Düşman Kardeşlerin Yolu Bir Kez Daha İznik'te Kesişti

İznik Hristiyanlık için çok ama çok önemli bir kavşak. Size bu önemli olayın tarihsel arka planını anlatmak istiyorum.

Hatice Turhan Yazar info@gercekgundem.com.tr

Papa 14. Leo Türkiye’ye geldi. Daha spesifik olarak da İznik’e. İznik’in neden önemli olduğunu bir süre önce anlatmıştım. Merak eden 3-4 yazı geçmişe bakar. Papa burada Fener Ortodoks Patriği Bartholomeos ile buluşacak ve birlikte İznik’i gezecekler.

İşin ilahi boyutu bir yana, ben size dünyevi boyutunu anlatmak isterim. Bu iki mezhep neden kavga etti? Bu kavga nelere yol açtı? Ve nasıl barışıldı?

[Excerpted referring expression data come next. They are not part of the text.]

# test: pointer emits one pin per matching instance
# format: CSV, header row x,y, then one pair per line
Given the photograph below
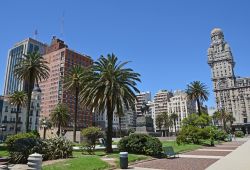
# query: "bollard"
x,y
123,160
35,161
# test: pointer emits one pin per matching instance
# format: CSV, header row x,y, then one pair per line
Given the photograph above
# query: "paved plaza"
x,y
199,159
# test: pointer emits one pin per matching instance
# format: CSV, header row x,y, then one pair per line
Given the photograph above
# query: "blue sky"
x,y
166,41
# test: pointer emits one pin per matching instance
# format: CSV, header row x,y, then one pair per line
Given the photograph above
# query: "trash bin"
x,y
123,160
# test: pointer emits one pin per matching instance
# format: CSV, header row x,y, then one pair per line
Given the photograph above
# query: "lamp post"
x,y
44,125
3,128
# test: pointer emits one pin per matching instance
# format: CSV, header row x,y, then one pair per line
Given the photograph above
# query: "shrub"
x,y
220,135
23,147
13,138
91,134
239,134
56,148
141,144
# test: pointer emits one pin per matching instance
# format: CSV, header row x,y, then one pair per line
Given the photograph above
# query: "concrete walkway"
x,y
238,159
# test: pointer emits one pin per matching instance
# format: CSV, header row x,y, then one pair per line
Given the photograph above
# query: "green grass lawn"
x,y
3,151
180,148
87,162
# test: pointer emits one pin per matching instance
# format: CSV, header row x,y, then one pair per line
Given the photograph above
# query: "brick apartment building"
x,y
61,59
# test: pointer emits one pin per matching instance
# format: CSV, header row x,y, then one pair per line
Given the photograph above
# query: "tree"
x,y
91,134
223,117
60,117
198,92
73,82
166,121
174,117
110,87
31,69
18,99
159,121
45,124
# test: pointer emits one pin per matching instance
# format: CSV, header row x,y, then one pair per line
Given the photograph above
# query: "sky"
x,y
166,41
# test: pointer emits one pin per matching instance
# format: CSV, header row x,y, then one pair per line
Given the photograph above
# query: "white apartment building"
x,y
142,97
181,105
172,102
127,120
8,115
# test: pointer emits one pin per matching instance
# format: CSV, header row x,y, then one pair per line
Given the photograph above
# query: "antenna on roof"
x,y
35,34
62,25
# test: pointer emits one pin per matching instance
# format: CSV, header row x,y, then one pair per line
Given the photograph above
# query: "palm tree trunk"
x,y
120,127
59,129
110,128
75,116
30,88
199,107
175,128
18,106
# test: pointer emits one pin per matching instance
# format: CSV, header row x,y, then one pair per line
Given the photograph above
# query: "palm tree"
x,y
59,117
73,83
18,99
159,121
31,69
174,117
111,87
198,92
166,121
45,124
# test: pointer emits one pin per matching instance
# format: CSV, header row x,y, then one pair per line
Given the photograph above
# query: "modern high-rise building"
x,y
142,97
60,60
232,93
14,56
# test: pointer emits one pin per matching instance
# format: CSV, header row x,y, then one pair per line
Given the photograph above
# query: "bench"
x,y
169,152
4,162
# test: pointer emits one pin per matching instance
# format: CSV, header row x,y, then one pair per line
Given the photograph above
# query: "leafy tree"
x,y
73,83
31,69
198,92
91,134
18,99
111,87
174,117
60,117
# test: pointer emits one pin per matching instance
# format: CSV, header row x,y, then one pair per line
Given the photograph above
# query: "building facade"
x,y
232,93
8,114
60,60
142,97
14,56
180,104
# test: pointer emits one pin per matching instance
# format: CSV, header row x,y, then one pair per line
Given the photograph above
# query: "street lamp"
x,y
44,125
2,128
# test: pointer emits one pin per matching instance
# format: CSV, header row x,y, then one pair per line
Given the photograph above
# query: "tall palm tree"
x,y
111,87
173,118
159,121
166,121
18,99
59,117
198,92
74,80
31,69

Tarihsel süreç içerisinde Doğu Ortodoks ve Batı Katolik Hristiyanlığı arasındaki ilişki, teolojik nüansların ötesine geçen, jeopolitik güç mücadeleleri, kültürel yabancılaşma ve askeri çatışmalarla şekillenen derin bir kırılmayı temsil ediyor. 1054 Büyük Bölünmesi'yle başlayan tartışmalar Hristiyanlık tarihindeki en travmatik olaylardan biri olan 1204 Dördüncü Haçlı Seferi ile İstanbul'un yağmalanmasına kadar varıyor.
Hristiyan dünyasının ikiye ayrılması, tek bir olaydan ziyade yüzyıllara yayılan bir "yabancılaşma" sürecinin sonucu. Roma İmparatorluğu'nun 330 yılında I. Konstantin tarafından idari olarak bölünmesi ve başkentin "Yeni Roma" (Konstantinopolis) olarak Doğu'ya taşınması, dini otoritenin de coğrafi olarak kutuplaşmasına zemin hazırlamıştı.

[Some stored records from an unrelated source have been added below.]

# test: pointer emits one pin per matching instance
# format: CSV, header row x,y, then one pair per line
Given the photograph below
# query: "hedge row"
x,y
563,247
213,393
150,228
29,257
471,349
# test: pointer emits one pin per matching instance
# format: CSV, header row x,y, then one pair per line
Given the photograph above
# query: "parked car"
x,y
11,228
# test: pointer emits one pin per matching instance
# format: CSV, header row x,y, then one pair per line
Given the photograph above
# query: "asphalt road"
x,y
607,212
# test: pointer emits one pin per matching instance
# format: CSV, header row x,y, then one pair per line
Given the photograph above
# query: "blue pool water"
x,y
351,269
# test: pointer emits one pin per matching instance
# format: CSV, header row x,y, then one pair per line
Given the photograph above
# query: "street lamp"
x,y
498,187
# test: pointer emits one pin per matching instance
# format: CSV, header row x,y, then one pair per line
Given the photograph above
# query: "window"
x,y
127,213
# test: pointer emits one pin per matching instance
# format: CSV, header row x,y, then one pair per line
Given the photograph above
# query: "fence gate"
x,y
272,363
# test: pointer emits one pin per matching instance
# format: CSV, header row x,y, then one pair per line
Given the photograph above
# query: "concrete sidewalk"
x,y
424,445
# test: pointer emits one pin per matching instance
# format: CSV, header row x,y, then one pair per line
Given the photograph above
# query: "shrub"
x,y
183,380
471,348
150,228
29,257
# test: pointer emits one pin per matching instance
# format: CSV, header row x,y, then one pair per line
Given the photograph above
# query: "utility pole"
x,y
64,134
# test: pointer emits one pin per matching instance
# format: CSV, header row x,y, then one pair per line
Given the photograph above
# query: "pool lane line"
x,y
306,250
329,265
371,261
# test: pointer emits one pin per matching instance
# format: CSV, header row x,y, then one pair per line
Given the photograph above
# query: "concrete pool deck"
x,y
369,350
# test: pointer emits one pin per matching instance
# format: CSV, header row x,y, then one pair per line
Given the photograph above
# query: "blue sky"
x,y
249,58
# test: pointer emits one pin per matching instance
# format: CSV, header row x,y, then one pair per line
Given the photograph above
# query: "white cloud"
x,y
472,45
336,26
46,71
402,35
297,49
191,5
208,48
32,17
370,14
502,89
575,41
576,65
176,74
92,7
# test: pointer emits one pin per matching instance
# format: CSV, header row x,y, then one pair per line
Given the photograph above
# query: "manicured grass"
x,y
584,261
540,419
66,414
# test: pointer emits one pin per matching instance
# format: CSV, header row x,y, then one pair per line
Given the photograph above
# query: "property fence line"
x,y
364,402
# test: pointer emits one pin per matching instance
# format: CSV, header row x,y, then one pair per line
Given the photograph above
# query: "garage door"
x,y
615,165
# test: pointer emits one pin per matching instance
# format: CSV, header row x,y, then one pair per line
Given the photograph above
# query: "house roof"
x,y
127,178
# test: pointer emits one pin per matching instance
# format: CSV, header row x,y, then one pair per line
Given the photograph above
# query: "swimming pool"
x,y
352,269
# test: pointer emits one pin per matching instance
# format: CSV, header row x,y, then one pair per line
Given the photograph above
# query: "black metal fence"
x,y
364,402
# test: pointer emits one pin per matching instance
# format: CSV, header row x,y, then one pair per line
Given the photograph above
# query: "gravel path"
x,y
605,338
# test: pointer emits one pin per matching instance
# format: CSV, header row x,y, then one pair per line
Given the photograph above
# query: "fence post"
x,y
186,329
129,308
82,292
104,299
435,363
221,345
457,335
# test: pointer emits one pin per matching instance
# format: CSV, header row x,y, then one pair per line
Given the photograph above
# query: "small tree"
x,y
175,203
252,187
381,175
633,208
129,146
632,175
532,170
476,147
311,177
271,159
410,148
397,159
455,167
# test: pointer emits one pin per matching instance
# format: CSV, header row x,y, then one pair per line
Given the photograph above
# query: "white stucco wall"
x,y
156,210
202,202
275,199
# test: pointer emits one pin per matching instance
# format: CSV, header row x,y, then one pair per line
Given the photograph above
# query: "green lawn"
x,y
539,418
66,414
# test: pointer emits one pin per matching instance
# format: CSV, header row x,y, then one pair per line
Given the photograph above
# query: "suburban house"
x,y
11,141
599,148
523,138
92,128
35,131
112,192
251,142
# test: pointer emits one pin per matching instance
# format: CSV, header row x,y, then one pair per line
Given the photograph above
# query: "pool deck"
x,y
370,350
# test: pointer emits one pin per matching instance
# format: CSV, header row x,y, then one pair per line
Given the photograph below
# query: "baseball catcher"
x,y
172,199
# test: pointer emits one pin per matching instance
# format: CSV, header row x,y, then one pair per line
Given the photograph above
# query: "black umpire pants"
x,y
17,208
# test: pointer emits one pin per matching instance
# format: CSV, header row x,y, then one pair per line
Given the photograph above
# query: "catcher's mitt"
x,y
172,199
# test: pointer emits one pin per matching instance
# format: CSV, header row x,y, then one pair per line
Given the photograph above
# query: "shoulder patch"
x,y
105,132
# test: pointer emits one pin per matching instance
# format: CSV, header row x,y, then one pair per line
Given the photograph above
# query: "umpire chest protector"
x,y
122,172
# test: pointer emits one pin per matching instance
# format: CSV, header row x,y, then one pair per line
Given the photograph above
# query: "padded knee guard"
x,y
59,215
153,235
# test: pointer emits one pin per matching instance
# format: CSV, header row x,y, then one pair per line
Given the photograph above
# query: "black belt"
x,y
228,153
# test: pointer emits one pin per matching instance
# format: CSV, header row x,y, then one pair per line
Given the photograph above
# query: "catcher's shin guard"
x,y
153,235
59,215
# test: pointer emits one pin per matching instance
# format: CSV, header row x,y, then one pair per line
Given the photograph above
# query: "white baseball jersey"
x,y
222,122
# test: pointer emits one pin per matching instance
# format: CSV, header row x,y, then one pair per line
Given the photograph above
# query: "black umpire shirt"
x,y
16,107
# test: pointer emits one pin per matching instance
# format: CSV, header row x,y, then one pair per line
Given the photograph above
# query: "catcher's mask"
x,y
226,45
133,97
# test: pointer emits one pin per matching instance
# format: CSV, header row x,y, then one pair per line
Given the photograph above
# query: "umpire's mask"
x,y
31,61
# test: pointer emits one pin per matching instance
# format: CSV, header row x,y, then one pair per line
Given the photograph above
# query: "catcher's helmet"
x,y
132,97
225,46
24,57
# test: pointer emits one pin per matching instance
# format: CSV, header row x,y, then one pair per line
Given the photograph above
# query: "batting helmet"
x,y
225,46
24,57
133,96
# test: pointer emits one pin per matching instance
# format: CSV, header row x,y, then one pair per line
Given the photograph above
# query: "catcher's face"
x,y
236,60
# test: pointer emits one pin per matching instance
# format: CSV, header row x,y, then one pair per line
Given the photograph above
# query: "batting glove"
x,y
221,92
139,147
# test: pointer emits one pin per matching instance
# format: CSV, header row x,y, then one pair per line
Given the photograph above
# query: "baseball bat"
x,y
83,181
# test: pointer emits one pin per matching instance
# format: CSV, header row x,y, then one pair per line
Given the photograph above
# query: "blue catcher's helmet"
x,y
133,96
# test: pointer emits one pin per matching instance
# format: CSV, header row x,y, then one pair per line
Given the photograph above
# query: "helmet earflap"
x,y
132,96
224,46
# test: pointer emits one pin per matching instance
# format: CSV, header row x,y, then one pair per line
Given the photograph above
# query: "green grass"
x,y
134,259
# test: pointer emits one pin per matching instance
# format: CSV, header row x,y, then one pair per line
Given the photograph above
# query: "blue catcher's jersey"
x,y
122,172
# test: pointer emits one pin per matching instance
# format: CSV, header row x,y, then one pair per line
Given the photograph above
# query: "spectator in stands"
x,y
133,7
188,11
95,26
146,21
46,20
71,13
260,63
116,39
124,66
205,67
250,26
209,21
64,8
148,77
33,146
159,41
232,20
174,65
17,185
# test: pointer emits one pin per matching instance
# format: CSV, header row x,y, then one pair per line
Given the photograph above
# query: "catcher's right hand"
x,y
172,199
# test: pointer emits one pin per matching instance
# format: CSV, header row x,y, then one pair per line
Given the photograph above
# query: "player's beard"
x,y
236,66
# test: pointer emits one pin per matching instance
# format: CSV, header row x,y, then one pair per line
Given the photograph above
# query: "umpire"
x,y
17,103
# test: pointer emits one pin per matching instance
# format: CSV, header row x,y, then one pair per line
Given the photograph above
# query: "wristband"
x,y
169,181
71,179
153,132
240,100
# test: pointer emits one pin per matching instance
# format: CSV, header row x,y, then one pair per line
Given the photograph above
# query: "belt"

Yüzyıllar içinde Doğu ve Batı, ortak bir iletişim dilini kaybetmişti. Batı Kilisesi Latinceyi kutsal ve idari dil olarak benimserken, Doğu Kilisesi Yunanca üzerinden teolojisini geliştirmişti. Bu dil bariyeri, teolojik kavramların çevirisinde ciddi yanlış anlaşılmalara yol açmış, her iki tarafın birbirinin doktrinlerini "sapkınlık" olarak nitelendirmesini kolaylaştırmıştı. 4. yüzyıldan itibaren Roma Piskoposu yani Papa, batıda siyasi otoritenin çökmesiyle birlikte hem ruhani hem de dünyevi bir istikrar unsuru olarak yükselmiş krallar ve imparatorlar üzerinde büyük yetkiye sahip olmuştu. Doğu'da ise Patrik, İmparator'un gölgesinde ancak onunla uyum içinde yaşayabiliyordu. Yani Batı’da devletler dine, doğuda ise din devlete bağlı idi. Ve aralarında şimdi benim yeterince anlayamadığım, anlayamadığım için de size açıkça anlatamayacağım bir çok teolojik sorun vardı.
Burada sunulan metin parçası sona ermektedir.